Let me set the scene.
You: A face in the crowd, just trying to get from some unknown point A to point B on an overcrowded rapid bus.
Me: A 6’2¾” person with bad balance, a heavy backpack and a very mild case of sleep deprivation.
How’d it all go so wrong?
We shared nought but a three-foot circle on this 8:50 a.m. R4 bus. We should have had no cause to exchange words or pay any particular notice to one another. We deserved nothing less than the joy of staring out of the bus window for 20 minutes, packed tighter than a can of sardines listening to our separate podcasts before going our separate ways.
But the world is cruel. Instead of what should have been we have this — a tragedy of happenstance and clumsiness.
First, it was an entirely predictable but all too severe swerve of the R4 to enter and exit a roundabout, and then it was me: leg kicking up to balance myself, arm swung involuntarily from the pole it had been too loosely clutching. I was the picture of a jive dancer having just witnessed a murder.
Oh how precarious it was! How nearly an ‘almost fell on you’ could have been a ‘fell on you’. How does one reconcile the impromptu and entirely undesired interaction we have both just shared.

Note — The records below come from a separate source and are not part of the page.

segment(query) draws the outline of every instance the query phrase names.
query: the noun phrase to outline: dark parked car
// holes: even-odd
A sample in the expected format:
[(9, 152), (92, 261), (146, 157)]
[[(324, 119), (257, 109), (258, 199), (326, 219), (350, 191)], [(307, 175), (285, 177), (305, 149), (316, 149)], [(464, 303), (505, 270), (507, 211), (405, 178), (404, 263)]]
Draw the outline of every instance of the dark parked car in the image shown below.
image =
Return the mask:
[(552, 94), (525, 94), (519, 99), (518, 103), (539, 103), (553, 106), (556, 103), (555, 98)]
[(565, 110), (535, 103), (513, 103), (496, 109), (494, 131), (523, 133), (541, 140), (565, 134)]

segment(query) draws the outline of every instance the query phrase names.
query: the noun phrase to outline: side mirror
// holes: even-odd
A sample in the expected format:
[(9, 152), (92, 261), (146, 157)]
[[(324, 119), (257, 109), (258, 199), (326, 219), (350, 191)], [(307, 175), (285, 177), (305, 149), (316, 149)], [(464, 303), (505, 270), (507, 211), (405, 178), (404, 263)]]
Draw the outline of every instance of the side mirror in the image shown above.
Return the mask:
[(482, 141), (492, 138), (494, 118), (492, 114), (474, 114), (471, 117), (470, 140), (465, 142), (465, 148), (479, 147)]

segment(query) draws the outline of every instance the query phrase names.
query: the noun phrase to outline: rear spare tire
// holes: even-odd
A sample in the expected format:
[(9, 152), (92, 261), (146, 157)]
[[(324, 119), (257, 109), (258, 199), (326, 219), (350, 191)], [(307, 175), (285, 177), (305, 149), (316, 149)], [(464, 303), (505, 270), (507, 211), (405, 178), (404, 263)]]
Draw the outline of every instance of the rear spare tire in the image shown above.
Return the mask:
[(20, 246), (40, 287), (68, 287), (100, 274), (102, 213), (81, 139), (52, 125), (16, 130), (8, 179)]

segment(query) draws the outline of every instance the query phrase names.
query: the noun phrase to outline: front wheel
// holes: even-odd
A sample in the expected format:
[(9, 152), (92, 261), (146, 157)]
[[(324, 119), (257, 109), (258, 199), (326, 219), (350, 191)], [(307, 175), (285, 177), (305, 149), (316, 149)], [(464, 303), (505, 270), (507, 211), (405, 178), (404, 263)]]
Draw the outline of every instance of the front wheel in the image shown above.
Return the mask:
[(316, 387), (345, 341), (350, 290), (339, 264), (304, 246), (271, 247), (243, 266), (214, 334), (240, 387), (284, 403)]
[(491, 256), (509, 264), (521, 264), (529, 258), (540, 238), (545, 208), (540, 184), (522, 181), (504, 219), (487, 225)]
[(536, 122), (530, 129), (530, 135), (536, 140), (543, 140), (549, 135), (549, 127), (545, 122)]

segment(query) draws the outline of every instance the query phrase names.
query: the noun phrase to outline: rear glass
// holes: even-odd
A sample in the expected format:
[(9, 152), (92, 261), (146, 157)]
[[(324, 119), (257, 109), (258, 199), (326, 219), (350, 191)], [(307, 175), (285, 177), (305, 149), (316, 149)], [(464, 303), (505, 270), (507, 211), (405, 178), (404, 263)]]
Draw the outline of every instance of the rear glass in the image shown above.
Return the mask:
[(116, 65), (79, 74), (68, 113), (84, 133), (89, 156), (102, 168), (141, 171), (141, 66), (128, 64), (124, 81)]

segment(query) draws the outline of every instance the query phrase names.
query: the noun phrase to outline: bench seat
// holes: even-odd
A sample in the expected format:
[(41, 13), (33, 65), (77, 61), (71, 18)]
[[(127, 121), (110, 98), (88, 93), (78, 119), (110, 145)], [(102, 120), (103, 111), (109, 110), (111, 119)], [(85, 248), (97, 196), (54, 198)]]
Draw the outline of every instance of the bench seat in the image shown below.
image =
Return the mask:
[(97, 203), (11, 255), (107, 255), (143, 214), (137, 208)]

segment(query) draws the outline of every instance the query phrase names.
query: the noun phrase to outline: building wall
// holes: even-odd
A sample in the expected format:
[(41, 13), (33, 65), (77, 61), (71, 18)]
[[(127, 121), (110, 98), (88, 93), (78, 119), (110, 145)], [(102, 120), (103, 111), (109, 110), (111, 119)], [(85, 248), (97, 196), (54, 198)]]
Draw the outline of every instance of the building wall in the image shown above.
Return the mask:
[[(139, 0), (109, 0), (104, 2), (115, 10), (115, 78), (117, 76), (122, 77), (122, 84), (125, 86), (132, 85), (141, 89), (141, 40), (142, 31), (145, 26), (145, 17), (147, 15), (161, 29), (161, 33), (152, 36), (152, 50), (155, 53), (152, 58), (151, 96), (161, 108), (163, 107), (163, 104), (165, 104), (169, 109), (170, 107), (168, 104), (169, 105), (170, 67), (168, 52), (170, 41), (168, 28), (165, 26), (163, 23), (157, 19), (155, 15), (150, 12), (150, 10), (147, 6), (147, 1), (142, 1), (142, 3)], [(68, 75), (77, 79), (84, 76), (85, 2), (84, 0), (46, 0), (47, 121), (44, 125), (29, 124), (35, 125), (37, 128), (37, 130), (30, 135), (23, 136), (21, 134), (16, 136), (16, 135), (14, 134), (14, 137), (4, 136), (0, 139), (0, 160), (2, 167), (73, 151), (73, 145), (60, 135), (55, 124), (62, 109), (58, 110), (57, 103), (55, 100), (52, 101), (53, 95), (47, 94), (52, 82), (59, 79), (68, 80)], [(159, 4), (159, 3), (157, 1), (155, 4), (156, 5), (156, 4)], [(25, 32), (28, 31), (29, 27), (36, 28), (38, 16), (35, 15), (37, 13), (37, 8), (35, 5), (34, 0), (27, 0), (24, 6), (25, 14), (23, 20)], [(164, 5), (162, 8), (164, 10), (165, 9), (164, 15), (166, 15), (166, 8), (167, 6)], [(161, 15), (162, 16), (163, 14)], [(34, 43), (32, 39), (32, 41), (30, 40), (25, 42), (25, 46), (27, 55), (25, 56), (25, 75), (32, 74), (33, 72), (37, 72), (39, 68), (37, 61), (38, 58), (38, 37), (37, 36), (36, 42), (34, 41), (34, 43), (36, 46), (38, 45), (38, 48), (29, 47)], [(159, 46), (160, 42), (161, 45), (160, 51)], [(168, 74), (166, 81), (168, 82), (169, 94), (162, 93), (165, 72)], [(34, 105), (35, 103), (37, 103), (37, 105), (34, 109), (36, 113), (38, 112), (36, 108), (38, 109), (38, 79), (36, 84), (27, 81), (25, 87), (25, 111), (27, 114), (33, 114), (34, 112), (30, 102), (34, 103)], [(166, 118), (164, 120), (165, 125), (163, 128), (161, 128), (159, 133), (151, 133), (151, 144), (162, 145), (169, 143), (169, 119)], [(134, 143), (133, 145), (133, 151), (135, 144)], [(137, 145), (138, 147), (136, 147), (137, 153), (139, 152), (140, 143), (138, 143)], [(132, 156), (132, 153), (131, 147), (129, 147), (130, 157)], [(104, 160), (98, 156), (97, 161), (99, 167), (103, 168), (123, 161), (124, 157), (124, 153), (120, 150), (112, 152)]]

If our position were reversed, what would you say? What would you do?
I simply attempted to regain my composure, gave my head a quarter-turn and said ‘sorry’, before retreating to my phone to pretend I had something to check. Did my voice crack too much while saying ‘sorry’? Did I play it off like it was no big deal? Or, to you and our fellow bus riders, did I look the fool I felt inside?
I shouldn’t ask questions I already know the answer to.
I glanced back at you, and you had already resumed your previous window-staring as if nothing had happened at all. What a noble act, pretending as though it hadn’t just thrown off your whole morning like it had mine. I wish I believed you, but I am not so naive.
As the R4 pulled into the bus loop and we went our separate ways, the experience continued to weigh on my consciousness for several entire minutes. Now that you have heard my side of the story, I say to you once more and with more assuredness than I could previously conjure:
I’m sorry I almost fell on you on the bus.